Downchild – Something I’ve Done | Album Review

Downchild – Something I’ve Done

Linus Entertainment/Canada

CD: 10 Songs, 37:18 Minutes

Styles: Contemporary Electric Blues Rock, Harmonica Blues, NOLA-Style Blues

Blizzards. Deluges. Ice storms. Mudslides. When the weather is this categorically unappealing, what better antidote than some zesty New Orleans-style blues rock? Downchild, one of Canada’s longest-running and most celebrated blues bands, provides plenty of it on Something I’ve Done, their latest in a long line of stunning releases.

If the band’s name doesn’t sound familiar, that of the Blues Brothers surely will. That comedic pair elevated Downchild’s “Shotgun Blues” and lead guitarist/harpist Donnie Walsh’s “(I Got Everything I Need) Almost” to smash hits on their 1978 Briefcase Full of Blues album. Each member of Downchild boasts a minimum of twenty years’ experience. According to their promotional information sheet, “the 2017 iteration…might be the most electrifying yet.” According to this newcomer, let’s leave it at “most electrifying.” This sextet has it all: high energy, smooth chemistry, lively presence, and superb musicianship. On nine original tracks and one cover catchier than the flu, they blaze forth like Tesla coils.

The band’s online biography delves deeper into their history and motivations: “Indeed, if Downchild didn’t exist, the blues world would have to invent them. Who else could so clearly serve as contemporary torchbearers for riveting original music firmly rooted in tradition, while acting as a thriving spiritual link to past greats like Sonny Boy Williamson II, James Cotton, and B.B. King? But don’t take our word for it. Downchild’s epic reputation has been reaffirmed time and again. Witness their 2014 Blues Album of the Year Juno Award for their last studio effort, Can You Hear the Music – their second Juno win overall. Their boatload of Maple Blues Awards. Their marquee billing on the globe’s most prestigious stages. And, of course, their inimitable 1973 reading of Big Joe Turner’s classic ‘Flip, Flop and Fly, which placed Walsh and band co-founder, late brother Richard “Hock” Walsh on the charts and in the souls of music fans worldwide.”

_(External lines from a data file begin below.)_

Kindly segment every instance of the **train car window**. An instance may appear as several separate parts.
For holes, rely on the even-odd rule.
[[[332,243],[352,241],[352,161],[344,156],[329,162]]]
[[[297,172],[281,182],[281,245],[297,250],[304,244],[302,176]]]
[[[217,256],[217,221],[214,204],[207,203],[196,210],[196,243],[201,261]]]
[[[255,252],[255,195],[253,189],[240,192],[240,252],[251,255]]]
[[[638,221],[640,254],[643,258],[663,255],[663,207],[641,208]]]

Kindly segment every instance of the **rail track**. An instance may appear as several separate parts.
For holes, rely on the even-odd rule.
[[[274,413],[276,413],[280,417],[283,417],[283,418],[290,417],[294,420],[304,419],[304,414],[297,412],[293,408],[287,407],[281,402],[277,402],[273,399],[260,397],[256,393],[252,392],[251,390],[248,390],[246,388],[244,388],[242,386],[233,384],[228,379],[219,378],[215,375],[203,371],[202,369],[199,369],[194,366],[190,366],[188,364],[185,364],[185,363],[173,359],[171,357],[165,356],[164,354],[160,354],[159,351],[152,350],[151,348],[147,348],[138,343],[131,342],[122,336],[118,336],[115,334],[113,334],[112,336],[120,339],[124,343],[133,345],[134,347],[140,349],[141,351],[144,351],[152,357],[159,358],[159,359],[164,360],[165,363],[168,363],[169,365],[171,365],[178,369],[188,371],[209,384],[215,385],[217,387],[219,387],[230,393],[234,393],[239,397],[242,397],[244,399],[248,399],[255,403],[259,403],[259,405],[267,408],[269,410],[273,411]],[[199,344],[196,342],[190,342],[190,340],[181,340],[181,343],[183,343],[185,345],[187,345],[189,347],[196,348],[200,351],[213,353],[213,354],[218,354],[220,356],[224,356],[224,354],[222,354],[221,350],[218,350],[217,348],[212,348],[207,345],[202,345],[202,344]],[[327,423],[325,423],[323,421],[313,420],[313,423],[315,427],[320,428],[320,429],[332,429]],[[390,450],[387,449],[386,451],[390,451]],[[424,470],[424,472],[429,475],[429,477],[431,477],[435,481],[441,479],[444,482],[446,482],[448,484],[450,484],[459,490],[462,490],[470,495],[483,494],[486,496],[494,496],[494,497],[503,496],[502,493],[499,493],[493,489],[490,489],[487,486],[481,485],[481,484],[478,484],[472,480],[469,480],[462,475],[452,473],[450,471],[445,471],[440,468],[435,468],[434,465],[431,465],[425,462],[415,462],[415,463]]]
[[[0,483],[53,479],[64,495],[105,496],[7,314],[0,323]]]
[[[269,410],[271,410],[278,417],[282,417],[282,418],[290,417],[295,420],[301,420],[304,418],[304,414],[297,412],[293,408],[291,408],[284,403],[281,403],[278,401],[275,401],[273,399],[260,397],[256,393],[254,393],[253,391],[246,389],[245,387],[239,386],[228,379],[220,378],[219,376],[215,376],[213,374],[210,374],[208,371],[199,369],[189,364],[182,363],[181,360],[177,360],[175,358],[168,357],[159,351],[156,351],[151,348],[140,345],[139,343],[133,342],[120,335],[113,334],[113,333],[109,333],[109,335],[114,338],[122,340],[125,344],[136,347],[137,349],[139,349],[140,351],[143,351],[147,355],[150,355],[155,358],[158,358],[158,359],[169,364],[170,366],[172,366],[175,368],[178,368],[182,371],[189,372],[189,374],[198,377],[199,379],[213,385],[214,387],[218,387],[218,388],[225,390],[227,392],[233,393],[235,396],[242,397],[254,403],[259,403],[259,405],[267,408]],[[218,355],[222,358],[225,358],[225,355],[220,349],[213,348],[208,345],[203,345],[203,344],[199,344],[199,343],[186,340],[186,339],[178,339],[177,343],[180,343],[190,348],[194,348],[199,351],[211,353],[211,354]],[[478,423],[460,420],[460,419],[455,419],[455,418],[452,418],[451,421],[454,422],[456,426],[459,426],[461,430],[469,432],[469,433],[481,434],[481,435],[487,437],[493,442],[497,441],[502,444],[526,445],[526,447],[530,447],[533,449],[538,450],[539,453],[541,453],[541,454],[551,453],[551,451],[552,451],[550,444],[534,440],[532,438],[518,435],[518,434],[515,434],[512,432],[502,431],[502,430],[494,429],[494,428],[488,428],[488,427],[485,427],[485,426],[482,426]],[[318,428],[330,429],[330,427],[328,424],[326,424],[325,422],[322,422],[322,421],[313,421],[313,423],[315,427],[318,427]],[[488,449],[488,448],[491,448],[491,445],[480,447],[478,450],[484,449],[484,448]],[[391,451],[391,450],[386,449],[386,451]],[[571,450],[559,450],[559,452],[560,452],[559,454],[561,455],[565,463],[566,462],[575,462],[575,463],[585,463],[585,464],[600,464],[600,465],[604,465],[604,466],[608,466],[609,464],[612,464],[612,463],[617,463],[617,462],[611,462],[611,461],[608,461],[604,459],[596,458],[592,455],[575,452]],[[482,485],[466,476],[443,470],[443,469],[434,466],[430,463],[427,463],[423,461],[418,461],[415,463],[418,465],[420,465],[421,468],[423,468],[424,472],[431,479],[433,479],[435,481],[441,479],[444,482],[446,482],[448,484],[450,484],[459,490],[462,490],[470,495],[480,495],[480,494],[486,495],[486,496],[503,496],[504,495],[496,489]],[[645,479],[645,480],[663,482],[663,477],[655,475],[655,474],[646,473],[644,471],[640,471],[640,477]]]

Downchild features Donnie “Mr. Downchild” Walsh on guitar and harmonica; Chuck Jackson on lead vocals and harmonica; Pat Carey on tenor and baritone saxophones; Michael Fonfara on piano, organ and dobro guitar; Gary Kendall on bass, and Mike Fitzpatrick on drums. Special guest star Peter Jeffrey adds his trumpet expertise to the mix, and the regular band members provide background vocals on various tracks.

Picking the best three songs on any album is Something I’ve Done quite a lot, but this was tough:

Track 02: “Worried About the World” – This stellar cover of B.C.-based bluesman David Vest’s hit couldn’t be more timely. “Everybody worried about the world; nobody worried about me,” comes the rolling refrain, ebbing and flowing like the water underneath a trireme of galley slaves. “You got the sound of one hand clapping, a sound way off in your head,” sings Chuck Jackson. “If one man fall, ain’t nobody looking, that don’t mean he ain’t dead.” Life’s a slog, whether anyone notices your personal struggle in the midst of their fears for the future.

Track 04: “Mississippi Woman, Mississauga Man” – Dance your heart out, blues fans, to this swaggering boogie featuring harmonica that’ll blister your ears and your speakers. That’s provided with panache by Mr. Jackson, and Michael Fonfara’s piano keeps perfect pace.

Track 06: “Mailbox Money” – Rock on! Any one of us who’s ever waited (and waited) for a check in the post knows the feeling. “Put your hand in your pocket, dig down deep. Don’t be a deadbeat. I’ll sign a receipt.” Peter Jeffrey’s trumpet is terrific here, as is Pat Carey’s saxwork.

Don’t let the winter blahs get you down. Let Downchild pick you right up!